On ne devrait pas admettre au Canada Claude Joseph, qui est selon nous un premier ministre illégitime et qui n’a toujours pas été blanchi de crimes, a poursuivi M. André. Il juge son successeur Ariel Henry tout aussi illégitime, puisqu’il a été nommé par un groupe de nations comprenant entre autres le Canada et les États-Unis.

Frantz André estime que la création d’EDE n’est rien de moins qu’une tentative de blanchiment de la réputation de l’ex-premier ministre en se distanciant du parti de Michel Martelly, dont il faisait partie jusqu’à tout récemment.

De toute façon, poursuit M. André, impossible de tenir des élections en Haïti présentement, en raison de la situation sécuritaire catastrophique. Des bandes criminelles contrôlent de grandes parties du pays, y compris le port par où transite la majeure partie du carburant.

Selon M. André, la sortie de crise ne passe pas par une nouvelle intervention militaire, mais plutôt par la Cour pénale internationale afin de poursuivre les individus, les partis, les groupes qui ont mené le pays là où il est.

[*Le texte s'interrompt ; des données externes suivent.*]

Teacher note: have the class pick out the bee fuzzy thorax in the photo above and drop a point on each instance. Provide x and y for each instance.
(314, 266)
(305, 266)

Régime prédateur et criminel
Pour sa part, Monique Clesca, du Bureau de suivi de l’Accord de Montana, a peu de choses à dire sur Claude Joseph, mais dénonce avec véhémence son successeur Ariel Henry.

L’Accord de Montana, signé le 20 août 2021 par plusieurs parties civiles et formations politiques haïtiennes, visait à mettre en place un nouveau gouvernement provisoire à la suite de l’assassinat de M. Moïse, un mois plus tôt.

Mme Clesca explique que les tenants de l’accord jugent qu’Haïti est devenu un État prédateur qui ne satisfait pas les droits de la population.

Depuis l’arrivée d’Ariel Henry au poste de premier ministre, la situation a empiré. Il y a eu plusieurs massacres. M. Henry a un bilan absolument désastreux.

C’est un régime qui nous tue, qui continue à nous tuer, avec des viols et des viols collectifs, a ajouté Mme Clesca.

C’est un régime prédateur et criminel qui date d’au moins 11 années, poursuit celle qui invite à une rupture avec le genre d’État promu par Ariel Henry.

À ces ambitions, Claude Joseph répond que les signataires de l’accord sont, eux aussi, membres du « système ».